The competition was a formidable challenge, featuring 60 questions about the future. These were not simple trivia; they required deep analysis of complex, evolving situations, such as the political career of a British cabinet member or the environmental impact of wildfires. The AI’s high ranking is a clear indicator of its growing ability to reason about the real world.
ManticAI’s winning strategy was not to build one giant “brain,” but to create a committee of AI specialists. Using models from leading labs like OpenAI and Google, the system assigns different tasks—data gathering, trend analysis, scenario projection—to different AI agents. This digital think tank works around the clock, processing new information and refining its predictions with a persistence humans cannot match.

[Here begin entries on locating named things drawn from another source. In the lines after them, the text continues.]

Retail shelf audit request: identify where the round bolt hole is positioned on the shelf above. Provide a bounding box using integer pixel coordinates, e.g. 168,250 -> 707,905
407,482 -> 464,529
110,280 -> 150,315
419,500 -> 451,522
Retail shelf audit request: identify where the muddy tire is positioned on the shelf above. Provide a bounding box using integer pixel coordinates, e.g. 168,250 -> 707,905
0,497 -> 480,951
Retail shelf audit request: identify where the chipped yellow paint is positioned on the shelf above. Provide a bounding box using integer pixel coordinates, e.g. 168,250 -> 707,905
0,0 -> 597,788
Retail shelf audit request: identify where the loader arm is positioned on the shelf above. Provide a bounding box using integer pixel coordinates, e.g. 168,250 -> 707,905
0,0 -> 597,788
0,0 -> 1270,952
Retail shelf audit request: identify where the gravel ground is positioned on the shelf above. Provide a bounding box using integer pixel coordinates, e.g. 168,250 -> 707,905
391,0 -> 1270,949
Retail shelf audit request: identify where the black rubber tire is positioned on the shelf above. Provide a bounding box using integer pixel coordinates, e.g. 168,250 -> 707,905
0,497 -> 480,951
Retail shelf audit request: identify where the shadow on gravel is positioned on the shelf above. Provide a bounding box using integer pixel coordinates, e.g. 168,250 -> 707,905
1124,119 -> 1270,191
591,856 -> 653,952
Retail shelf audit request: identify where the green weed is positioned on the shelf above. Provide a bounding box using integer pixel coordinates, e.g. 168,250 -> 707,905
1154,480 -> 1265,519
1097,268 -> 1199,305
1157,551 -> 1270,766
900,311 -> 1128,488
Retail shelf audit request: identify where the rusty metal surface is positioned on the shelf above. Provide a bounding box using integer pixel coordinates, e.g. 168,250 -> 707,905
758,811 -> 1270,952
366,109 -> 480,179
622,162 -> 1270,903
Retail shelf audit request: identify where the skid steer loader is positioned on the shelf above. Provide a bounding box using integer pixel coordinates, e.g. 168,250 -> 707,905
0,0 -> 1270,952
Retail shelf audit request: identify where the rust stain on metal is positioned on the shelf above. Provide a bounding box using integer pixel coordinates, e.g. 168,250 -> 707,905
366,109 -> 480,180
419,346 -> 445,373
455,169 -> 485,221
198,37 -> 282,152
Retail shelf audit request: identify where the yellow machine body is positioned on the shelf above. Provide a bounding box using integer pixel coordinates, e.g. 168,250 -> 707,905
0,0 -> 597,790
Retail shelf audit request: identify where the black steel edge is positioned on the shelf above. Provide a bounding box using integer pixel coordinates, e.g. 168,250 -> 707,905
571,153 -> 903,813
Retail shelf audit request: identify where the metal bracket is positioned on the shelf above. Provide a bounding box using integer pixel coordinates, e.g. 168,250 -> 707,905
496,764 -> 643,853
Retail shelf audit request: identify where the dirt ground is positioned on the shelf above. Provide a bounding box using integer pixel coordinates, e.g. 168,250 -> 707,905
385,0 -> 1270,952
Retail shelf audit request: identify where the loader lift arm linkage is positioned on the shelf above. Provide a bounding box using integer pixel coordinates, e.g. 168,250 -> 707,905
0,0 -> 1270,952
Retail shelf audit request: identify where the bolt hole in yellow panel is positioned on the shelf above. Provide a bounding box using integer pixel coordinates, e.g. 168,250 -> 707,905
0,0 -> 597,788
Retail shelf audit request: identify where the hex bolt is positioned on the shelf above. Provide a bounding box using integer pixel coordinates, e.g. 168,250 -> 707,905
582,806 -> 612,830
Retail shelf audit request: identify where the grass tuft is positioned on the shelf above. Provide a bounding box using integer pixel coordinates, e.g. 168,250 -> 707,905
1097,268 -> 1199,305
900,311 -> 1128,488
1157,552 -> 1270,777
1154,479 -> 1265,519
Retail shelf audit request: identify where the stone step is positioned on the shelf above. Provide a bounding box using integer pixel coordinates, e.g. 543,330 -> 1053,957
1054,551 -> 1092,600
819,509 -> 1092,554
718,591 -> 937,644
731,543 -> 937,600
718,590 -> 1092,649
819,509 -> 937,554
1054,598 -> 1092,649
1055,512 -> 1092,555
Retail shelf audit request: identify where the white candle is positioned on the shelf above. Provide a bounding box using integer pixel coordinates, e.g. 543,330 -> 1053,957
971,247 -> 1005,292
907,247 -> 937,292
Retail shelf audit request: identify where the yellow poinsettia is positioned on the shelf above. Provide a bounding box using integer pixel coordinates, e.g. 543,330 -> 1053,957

Toby Shevlane, a co-founder of ManticAI, believes this performance validates the use of large language models for more than just language tasks. “It requires genuine reasoning,” he said, pushing back against critics who claim LLMs only repeat what they’ve learned. The system’s ability to generate original, and often contrarian, forecasts supports his claim.
The result is a wake-up call for the forecasting industry. While elite “superforecasters” still hold a performance edge, the gap is rapidly shrinking. The consensus view is that this is not the end of human forecasting, but the beginning of a new, hybrid approach where human intuition and judgment are amplified by the relentless analytical power of AI.